More pictures of the Blue Oak milled.

One of the cants Simon milled square with his Mini-mill. We setup in the shade of other blue oak trees. The weather was maybe 71* with just a slight breeze. Great milling weather.






This piece ended up having a crack in it, but I can use it for some smaller projects.






Here we have set up to mill a log that we cut at just under 8'. Our mini-mill guide rails are 10' so it worked out good.






Here Simon and my other friend Gary are making the first cut on the log.






With this piece Simon milled it at 6-1/2" thick and will be using it to make a bench.
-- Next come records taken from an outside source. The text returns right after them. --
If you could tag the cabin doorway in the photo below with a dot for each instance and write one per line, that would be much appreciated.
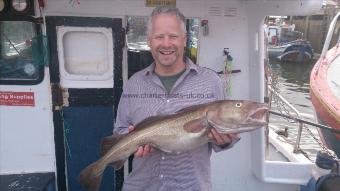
(86, 81)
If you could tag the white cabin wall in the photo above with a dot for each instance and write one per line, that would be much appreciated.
(26, 132)
(224, 31)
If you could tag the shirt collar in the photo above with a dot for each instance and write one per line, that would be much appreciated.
(189, 65)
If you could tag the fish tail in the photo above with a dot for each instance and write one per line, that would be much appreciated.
(89, 179)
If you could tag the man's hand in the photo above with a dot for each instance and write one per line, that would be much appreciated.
(142, 150)
(222, 139)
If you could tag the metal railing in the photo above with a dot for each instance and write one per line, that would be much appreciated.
(297, 143)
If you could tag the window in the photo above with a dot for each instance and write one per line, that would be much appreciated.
(21, 57)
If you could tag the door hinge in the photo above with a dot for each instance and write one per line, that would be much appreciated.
(59, 97)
I will use one of the side caps to make a back. We did square cut three sides so when I mount the back I have a square line to work with.


----------



## 820wards (Apr 28, 2011)

*Milled Some Blue Oak Post 3rd Post*

Here we are preparing to mill the largest piece of Blue Oak wood. We had to trim some of the edges so I could still mill with my 38" bar.






Additional trimming of the log.






On this log I found it easier to use a 2x12 redwood plank as my guide board. The stump was on a real steep hillside and my 10' uni-strut guide rails I use just wasn't going to work. Our footing was an issue to doing this safe so a plank was our best choice. In this picture we have made our cap cut and are ready to see what we have.






2rd slab cut.






Making our 3nd slab cut.


----------



## 820wards (Apr 28, 2011)

*Milled Some Blue Oak Post 4th Post*

Here is what we brought home.





















http://www.arboristsite.com/attachment.php?attachmentid=181839&d=1303965678


----------



## 820wards (Apr 28, 2011)

*Milled Some Blue Oak Post 5th Post*

More of what we brought home.
















These pieces will be used for the bench I will be making.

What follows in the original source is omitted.